Optimal choices: Azeri multilingualism in indigenous and diaspora contexts
International Journal of Bilingualism
Published online on July 13, 2016
Abstract
This study provides a comparative-theoretic account of code-switching in Azeri-Farsi-English multilingual communities in the USA and Iran. The salient differences between the grammars of these communities, I claim, reside in the relative ‘value’ each community places on the two relational constraints: POWER and SOLIDARITY.
I follow Bhatt and Bolonyai’s (2011) optimality-theoretic framework for the analysis of inter-community variation.

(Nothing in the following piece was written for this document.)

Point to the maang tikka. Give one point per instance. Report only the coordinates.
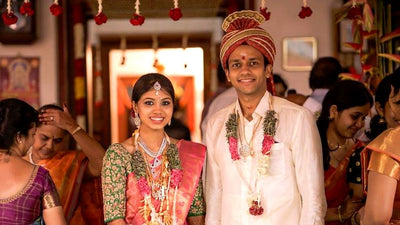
(157, 87)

The data are drawn from over 15 hours of audio-recorded natural conversations among Azeri-Farsi-English multilingual speakers in Iran and the USA. The recordings were transcribed and coded for the five meta-pragmatic constraints of FAITH, FACE, SOLIDARITY, POWER and PERSPECTIVE proposed by Bhatt and Bolonyai.

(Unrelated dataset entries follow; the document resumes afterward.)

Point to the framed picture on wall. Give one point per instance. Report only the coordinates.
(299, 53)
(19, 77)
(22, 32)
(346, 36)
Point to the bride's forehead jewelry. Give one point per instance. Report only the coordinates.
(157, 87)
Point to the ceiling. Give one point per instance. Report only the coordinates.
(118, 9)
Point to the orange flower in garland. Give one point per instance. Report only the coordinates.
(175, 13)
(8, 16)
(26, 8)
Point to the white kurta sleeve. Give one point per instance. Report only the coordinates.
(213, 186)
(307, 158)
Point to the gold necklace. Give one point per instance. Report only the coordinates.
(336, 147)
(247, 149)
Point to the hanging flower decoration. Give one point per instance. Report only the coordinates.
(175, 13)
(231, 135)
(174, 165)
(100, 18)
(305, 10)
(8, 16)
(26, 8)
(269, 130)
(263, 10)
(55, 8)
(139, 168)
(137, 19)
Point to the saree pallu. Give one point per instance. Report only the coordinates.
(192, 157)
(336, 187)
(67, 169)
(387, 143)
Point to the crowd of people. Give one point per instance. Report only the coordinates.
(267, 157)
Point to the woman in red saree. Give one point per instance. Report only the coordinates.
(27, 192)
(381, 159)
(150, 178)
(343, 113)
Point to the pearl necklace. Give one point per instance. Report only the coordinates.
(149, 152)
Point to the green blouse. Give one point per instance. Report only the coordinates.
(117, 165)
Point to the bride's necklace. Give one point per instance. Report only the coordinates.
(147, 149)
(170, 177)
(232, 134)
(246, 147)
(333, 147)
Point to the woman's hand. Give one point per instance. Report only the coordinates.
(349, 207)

The results reveal that despite overwhelming similarities in Azeri communities in the USA and Iran, the difference in their sociolinguistic grammars are significant, resulting from the interaction of SOLIDARTY and POWER. Crucially, in the diaspora context, SOLIDARITY outranks POWER, but in the indigenous context POWER outranks SOLIDARITY. I argue that this ranking difference between the two sociolinguistic grammars pertains to the practices that offer the profit of distinction (Bourdieu, 1991): in the diaspora context it is the solidarity function, accomplished by switching to Azeri and/or avoiding POWER switches, whereas in the indigenous context it is the differentiation function, in terms of status/power, accomplished through switching to English/Farsi.
A rather favorable consequence of the approach to code-switching I have adopted is that it allows us to capture the precise micro-discursive changes that are effected by mobility and displacement.
The theoretical approach followed in this study has implications for a sociolinguistic theory of mobility; that changes in sociolinguistic behavior under movement (diaspora) are, in fact, predictable: I argue that the enhancement of the value of solidarity vis-à-vis power as a result of migration is a predictable sociolinguistic behavior similar to other diasporic communal activities.